Mercedes-Benz is investing in electrification through new models and has been spending billions on new battery plants and other EV infrastructure. The company is currently restructuring how its EV charging network operates in Europe and is starting to churn out more and more fully electric models, but it is still being brutally honest about one thing: electric cars are still significantly more expensive to manufacture than cheap gas cars, and according to Mercedes-Benz' chief technology officer, EVs may not get much cheaper in the next few years. Bummer, but what did we really expect when a car like the AMG EQS starts at almost $150k?
According to Markus Schafer in an interview with Road & Track, the significant initial cost of manufacturing an electric vehicle is still massive, despite significant reductions in the cost of lithium-ion battery packs in recent years: "Coming to (a battery price of) $50 per kilowatt, which would lead to a comparable cost basis to that of an ICE engine, I would say this is far out there. I don't see that with the chemistry that we have today." Schafer believes that with our current battery technology, reaching a price parity equal to or greater than that of the production cost of major ICE components is still years away and that the battery tech needed to reach this level does not yet exist, or exists only in tightly controlled laboratories.
"It's a crystal ball thing to answer," he said. "And it will very much depend on mining capacity [for raw materials] and the global ramp-up of EVs.

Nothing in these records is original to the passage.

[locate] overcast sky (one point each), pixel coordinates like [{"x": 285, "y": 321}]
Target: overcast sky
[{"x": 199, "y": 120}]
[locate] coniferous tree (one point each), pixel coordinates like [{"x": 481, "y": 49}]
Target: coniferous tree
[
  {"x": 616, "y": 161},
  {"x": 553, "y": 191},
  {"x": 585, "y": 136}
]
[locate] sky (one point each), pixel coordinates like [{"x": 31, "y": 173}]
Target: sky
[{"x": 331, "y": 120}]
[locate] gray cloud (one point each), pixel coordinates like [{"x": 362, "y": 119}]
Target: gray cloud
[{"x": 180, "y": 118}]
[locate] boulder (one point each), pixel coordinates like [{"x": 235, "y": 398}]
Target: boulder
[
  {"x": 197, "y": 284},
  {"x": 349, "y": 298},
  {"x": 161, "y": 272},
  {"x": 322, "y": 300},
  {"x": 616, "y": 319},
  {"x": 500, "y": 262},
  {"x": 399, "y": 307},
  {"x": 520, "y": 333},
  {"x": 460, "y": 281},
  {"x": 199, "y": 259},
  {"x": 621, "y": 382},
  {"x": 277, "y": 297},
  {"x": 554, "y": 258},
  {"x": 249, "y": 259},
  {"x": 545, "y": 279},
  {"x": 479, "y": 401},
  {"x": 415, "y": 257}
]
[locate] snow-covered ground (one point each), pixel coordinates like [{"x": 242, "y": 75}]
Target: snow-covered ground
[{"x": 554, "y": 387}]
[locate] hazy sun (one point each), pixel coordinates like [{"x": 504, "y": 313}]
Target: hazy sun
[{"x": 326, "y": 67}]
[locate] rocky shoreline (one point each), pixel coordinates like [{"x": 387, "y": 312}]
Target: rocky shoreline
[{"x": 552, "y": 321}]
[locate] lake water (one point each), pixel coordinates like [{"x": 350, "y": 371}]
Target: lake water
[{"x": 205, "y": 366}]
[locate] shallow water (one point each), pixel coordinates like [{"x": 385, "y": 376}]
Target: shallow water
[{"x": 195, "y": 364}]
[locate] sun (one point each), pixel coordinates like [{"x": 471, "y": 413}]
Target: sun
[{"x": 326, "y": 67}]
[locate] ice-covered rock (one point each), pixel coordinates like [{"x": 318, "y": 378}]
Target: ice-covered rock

So these are the two main factors. But I would say, for quite a while we will see headwinds on the raw material side," he says. It's simple really: while economies of scale will naturally bring down costs, the sheer explosion in demand for EVs and other electronic products that use the same raw materials has created such a big demand, that the physical act of getting Lithium out of the ground has become a bottleneck.
"So the anticipated decrease is well below 100 US dollars or Euros per kilowatt, that might take longer. The chemistry, honestly, if we're staying with the ingredients we have today... there's not that breakthrough foreseeable." Currently, the most affordable Mercedes-Benz EV is the EQA SUV which carries a price tag of $55,300. Not exactly pocket change.